Gato preto não dá azar

“Espírito, entra em casa.” Assustou? Calma. A frase é dita com frequência por Ana Gabriella Papst, 9 anos, de Santo André, para chamar o gatinho da tia. Em geral, a vizinhança se espanta ao ouvir o nome do felino e arregala mais os olhos ao ver que tem pelagem negra.

Não é de hoje que os gatos pretos são vistos com desconfiança. Ainda há quem acredite que dão azar. Ana Gabriella discorda completamente: “O Espírito é carinhoso e sempre deu sorte para minha tia”. Na opinião da menina, bichos dessa cor são os mais bonitos.

Mas por que são sinônimos de má sorte? Tudo começou na Idade Média (entre os séculos 5 e 15). Naquela época, as cidades eram cheias de ratos; comida era o que não faltava aos felinos. Então, a quantidade deles aumentou demais. Por terem hábitos noturnos e olhos que brilham no escuro, a população começou a inventar histórias e compará-los a seres do mal, principalmente os de pelos escuros.

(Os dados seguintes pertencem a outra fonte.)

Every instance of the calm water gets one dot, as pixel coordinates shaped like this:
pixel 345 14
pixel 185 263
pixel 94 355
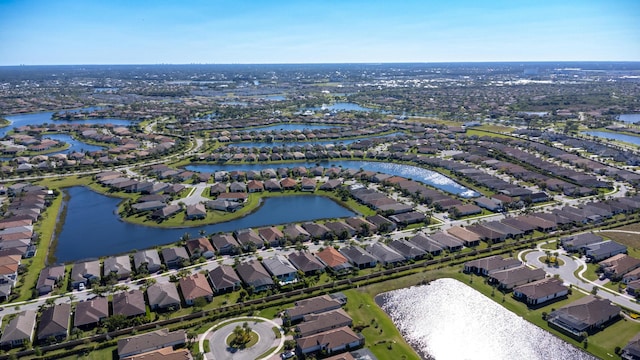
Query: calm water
pixel 424 176
pixel 629 118
pixel 45 117
pixel 290 127
pixel 450 320
pixel 303 143
pixel 92 229
pixel 631 139
pixel 75 145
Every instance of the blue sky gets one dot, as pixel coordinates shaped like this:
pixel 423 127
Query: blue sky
pixel 34 32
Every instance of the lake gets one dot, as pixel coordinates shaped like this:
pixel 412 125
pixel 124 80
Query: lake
pixel 629 118
pixel 93 229
pixel 303 143
pixel 428 177
pixel 631 139
pixel 74 145
pixel 449 320
pixel 290 127
pixel 45 117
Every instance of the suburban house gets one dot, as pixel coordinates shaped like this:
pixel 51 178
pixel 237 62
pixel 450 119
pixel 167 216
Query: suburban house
pixel 90 312
pixel 541 291
pixel 334 260
pixel 129 303
pixel 175 257
pixel 317 323
pixel 314 305
pixel 486 266
pixel 148 260
pixel 163 296
pixel 85 272
pixel 224 279
pixel 19 330
pixel 358 257
pixel 225 243
pixel 329 342
pixel 48 279
pixel 200 247
pixel 306 262
pixel 151 341
pixel 587 314
pixel 195 286
pixel 509 278
pixel 117 266
pixel 280 268
pixel 54 322
pixel 253 274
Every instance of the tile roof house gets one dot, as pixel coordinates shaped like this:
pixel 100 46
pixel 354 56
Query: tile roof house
pixel 358 257
pixel 335 261
pixel 85 272
pixel 253 274
pixel 119 266
pixel 147 259
pixel 280 268
pixel 49 277
pixel 224 278
pixel 587 314
pixel 226 244
pixel 163 296
pixel 129 303
pixel 317 323
pixel 509 278
pixel 19 330
pixel 54 322
pixel 90 312
pixel 314 305
pixel 487 265
pixel 306 262
pixel 151 341
pixel 195 286
pixel 541 291
pixel 201 247
pixel 330 342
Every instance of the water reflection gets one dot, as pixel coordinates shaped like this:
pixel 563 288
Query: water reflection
pixel 450 320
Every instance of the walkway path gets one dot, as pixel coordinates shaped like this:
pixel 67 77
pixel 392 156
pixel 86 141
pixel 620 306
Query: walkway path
pixel 267 340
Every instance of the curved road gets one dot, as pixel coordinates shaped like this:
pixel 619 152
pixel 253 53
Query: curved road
pixel 262 326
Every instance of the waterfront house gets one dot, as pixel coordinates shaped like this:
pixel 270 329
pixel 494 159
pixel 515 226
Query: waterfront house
pixel 49 277
pixel 150 341
pixel 487 265
pixel 280 268
pixel 147 261
pixel 254 275
pixel 163 296
pixel 542 291
pixel 85 272
pixel 117 266
pixel 358 257
pixel 89 313
pixel 54 323
pixel 588 314
pixel 314 305
pixel 195 286
pixel 19 330
pixel 224 279
pixel 509 278
pixel 334 260
pixel 225 244
pixel 306 262
pixel 175 257
pixel 129 303
pixel 200 247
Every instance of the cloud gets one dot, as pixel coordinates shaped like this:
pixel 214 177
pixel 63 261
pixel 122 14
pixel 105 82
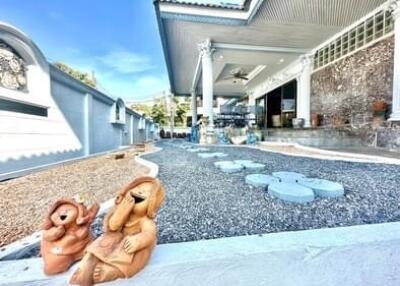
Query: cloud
pixel 137 88
pixel 126 62
pixel 120 73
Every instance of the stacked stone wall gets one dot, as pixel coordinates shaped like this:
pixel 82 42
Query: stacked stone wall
pixel 343 94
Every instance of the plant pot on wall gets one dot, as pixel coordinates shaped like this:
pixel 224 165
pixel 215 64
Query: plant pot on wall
pixel 379 106
pixel 298 123
pixel 315 120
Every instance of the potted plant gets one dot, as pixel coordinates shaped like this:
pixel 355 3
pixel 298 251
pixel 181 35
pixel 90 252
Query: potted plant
pixel 379 105
pixel 315 120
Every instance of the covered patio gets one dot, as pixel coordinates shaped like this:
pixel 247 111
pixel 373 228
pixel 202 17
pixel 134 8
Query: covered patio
pixel 285 61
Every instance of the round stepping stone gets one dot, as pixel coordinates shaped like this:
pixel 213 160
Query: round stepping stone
pixel 220 163
pixel 261 180
pixel 289 177
pixel 231 168
pixel 243 162
pixel 195 150
pixel 291 192
pixel 254 166
pixel 205 155
pixel 323 188
pixel 220 155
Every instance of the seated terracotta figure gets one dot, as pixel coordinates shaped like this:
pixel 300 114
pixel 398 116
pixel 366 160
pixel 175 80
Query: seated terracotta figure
pixel 130 234
pixel 66 233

Acreditava-se que eram bruxas em forma de animal (como os animagos de Harry Potter). Por isso, eram maltratados e, em alguns casos, queimados vivos junto a pessoas acusadas de bruxaria. No século 15, o papa Inocêncio VIII autorizou a perseguição aos bichanos. A violência começou a diminuir apenas a partir de 1630, quando o rei da França Luís XIII a proibiu.

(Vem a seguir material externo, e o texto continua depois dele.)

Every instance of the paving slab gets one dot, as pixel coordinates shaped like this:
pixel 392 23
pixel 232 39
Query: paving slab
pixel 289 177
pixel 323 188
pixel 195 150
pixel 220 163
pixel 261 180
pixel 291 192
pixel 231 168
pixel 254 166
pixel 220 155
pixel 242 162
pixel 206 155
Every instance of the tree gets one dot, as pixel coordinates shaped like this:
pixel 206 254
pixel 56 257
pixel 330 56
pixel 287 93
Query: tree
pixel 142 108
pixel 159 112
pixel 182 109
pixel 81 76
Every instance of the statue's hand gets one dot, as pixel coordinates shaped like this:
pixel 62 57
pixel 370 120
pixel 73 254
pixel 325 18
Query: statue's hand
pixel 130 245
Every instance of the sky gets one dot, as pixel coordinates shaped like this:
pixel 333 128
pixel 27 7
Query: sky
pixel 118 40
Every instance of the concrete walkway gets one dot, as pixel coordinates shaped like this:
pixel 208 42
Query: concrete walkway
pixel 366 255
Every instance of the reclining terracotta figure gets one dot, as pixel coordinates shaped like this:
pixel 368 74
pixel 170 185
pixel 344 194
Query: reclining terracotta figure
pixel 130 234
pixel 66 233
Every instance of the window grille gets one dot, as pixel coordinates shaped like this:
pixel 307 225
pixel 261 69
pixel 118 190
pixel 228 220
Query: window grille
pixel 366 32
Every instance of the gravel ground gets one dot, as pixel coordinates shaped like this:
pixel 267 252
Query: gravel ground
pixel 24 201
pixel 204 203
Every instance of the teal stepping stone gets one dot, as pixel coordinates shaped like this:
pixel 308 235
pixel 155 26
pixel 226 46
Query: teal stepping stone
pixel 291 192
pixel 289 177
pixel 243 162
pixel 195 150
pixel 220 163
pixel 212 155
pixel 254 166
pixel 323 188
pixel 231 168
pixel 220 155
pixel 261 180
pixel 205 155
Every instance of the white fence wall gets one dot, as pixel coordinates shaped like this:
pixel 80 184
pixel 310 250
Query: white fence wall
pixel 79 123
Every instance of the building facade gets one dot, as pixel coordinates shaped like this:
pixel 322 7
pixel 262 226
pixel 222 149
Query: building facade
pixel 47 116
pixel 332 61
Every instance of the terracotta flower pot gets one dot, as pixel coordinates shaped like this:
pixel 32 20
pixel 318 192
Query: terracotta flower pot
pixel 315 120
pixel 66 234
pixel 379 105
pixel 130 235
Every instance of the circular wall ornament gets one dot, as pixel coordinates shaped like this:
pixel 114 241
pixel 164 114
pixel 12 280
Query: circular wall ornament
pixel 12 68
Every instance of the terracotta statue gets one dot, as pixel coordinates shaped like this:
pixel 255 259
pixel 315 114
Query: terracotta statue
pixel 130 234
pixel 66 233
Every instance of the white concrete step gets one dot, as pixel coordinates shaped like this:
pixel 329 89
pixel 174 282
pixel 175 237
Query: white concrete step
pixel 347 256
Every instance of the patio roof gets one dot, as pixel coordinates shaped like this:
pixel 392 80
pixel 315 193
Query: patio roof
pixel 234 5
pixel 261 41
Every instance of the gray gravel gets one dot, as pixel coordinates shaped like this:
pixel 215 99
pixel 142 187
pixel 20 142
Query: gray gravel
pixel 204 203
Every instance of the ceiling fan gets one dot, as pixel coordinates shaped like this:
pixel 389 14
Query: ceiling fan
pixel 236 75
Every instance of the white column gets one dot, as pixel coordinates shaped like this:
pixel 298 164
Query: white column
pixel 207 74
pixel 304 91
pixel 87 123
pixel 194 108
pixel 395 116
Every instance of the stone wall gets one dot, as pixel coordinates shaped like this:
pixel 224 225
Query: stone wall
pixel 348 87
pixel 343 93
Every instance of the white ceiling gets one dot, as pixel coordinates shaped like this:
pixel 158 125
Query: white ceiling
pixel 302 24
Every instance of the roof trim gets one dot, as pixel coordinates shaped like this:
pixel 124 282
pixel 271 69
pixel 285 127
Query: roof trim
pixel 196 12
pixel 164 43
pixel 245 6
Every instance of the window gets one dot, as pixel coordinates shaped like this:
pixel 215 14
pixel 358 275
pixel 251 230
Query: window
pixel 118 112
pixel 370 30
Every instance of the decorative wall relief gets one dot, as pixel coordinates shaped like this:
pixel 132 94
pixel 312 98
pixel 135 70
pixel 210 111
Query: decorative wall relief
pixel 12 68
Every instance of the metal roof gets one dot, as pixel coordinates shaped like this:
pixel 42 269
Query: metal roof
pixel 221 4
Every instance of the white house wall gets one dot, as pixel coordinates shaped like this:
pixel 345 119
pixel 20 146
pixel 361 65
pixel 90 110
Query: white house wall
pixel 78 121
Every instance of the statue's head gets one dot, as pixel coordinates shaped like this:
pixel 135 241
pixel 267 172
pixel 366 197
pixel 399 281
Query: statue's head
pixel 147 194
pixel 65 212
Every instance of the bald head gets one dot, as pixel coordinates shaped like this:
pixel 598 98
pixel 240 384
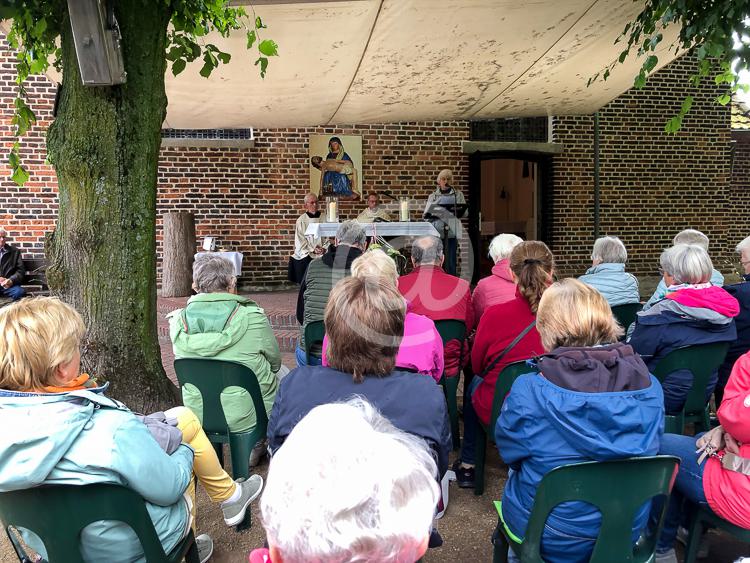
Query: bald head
pixel 427 251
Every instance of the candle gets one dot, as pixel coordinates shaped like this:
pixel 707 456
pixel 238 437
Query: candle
pixel 403 210
pixel 333 211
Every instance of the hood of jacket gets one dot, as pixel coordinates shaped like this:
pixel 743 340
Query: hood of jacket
pixel 45 426
pixel 612 385
pixel 210 323
pixel 501 269
pixel 713 298
pixel 706 307
pixel 341 256
pixel 606 267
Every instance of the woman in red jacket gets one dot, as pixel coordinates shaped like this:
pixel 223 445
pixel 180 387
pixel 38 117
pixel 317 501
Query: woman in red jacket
pixel 720 482
pixel 531 265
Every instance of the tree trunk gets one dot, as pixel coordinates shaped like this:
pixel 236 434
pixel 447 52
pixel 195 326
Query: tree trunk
pixel 179 249
pixel 104 146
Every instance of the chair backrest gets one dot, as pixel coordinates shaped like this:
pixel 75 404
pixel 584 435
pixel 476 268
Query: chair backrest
pixel 211 377
pixel 59 513
pixel 314 333
pixel 453 329
pixel 702 360
pixel 626 314
pixel 502 387
pixel 637 479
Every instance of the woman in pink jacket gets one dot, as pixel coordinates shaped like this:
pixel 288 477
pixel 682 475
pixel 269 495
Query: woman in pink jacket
pixel 421 349
pixel 499 286
pixel 713 476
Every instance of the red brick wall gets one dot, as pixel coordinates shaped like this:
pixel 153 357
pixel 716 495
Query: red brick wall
pixel 652 184
pixel 30 211
pixel 250 198
pixel 739 219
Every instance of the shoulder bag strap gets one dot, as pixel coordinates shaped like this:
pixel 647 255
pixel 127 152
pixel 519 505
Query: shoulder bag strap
pixel 510 346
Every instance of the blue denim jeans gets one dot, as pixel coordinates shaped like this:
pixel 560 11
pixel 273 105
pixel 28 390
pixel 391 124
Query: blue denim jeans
pixel 687 491
pixel 15 292
pixel 302 358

Parece coisa do passado, mas o homem ainda maltrata o animal. Aliás, gatos pretos são frequentemente mortos em datas comemorativas como Semana Santa, Halloween e Sexta-feira 13. Desse modo, quem tem bichinho desta cor deve ficar atento e não deixá-lo andar sozinho por aí nestas datas.

Para protegê-los, o Centro de Controle de Zoonoses de São Paulo proibiu, em 2009, a adoção nesses dias. Agora, a iniciativa é tomada todos os anos por ONGs (Organizações Não Governamentais) e associações de proteção animal. Até em dias comuns, os protetores tomam cuidado ao doá-los. Em geral, fazem acompanhamento para ter certeza de que o felino está sendo bem cuidado.

Por causa da superstição, também são os menos adotados. Entretanto, há famílias, como a de Ana Gabriella, que não se importam com a cor dos pelos do bichano. Como sabem que as histórias não são verdadeiras, querem ajudar a acabar com o preconceito. Agora, o próximo plano da tia da menina é adotar um felino branco. O nome já foi escolhido: Alma, para combinar com Espírito!

Curiosidades
– Gatos pretos fazem sucesso na telinha. Um dos mais conhecidos é o Gato Félix. O personagem animado, de pelos negros e risada diferente, sempre se mete em confusões. Para solucionar problemas, usa o próprio rabo como ferramenta. Há também os bichanos falantes de filmes, como Salém, de Sabrina: Aprendiz de Feiticeira, e Binx, de Abracadabra.

– Os gatos da raça bombay têm pelos pretos, tamanho médio e olhos cor de cobre ou dourados. A raça foi criada pela norte-americana Nikki Horne, em 1965.

– Outra superstição diz que o gato – de qualquer cor – prevê o tempo. Quando arranha tapetes e cortinas significa que vai ventar. Se limpa muito as orelhas ou olha pela janela vai chover. Caso sente de costas para o fogo fará frio. Se dormir com as quatro patas debaixo do corpo é que o mau tempo chegará. Marinheiros até levavam felinos em viagens, pois se miassem alto era sinal de que enfrentariam dificuldades.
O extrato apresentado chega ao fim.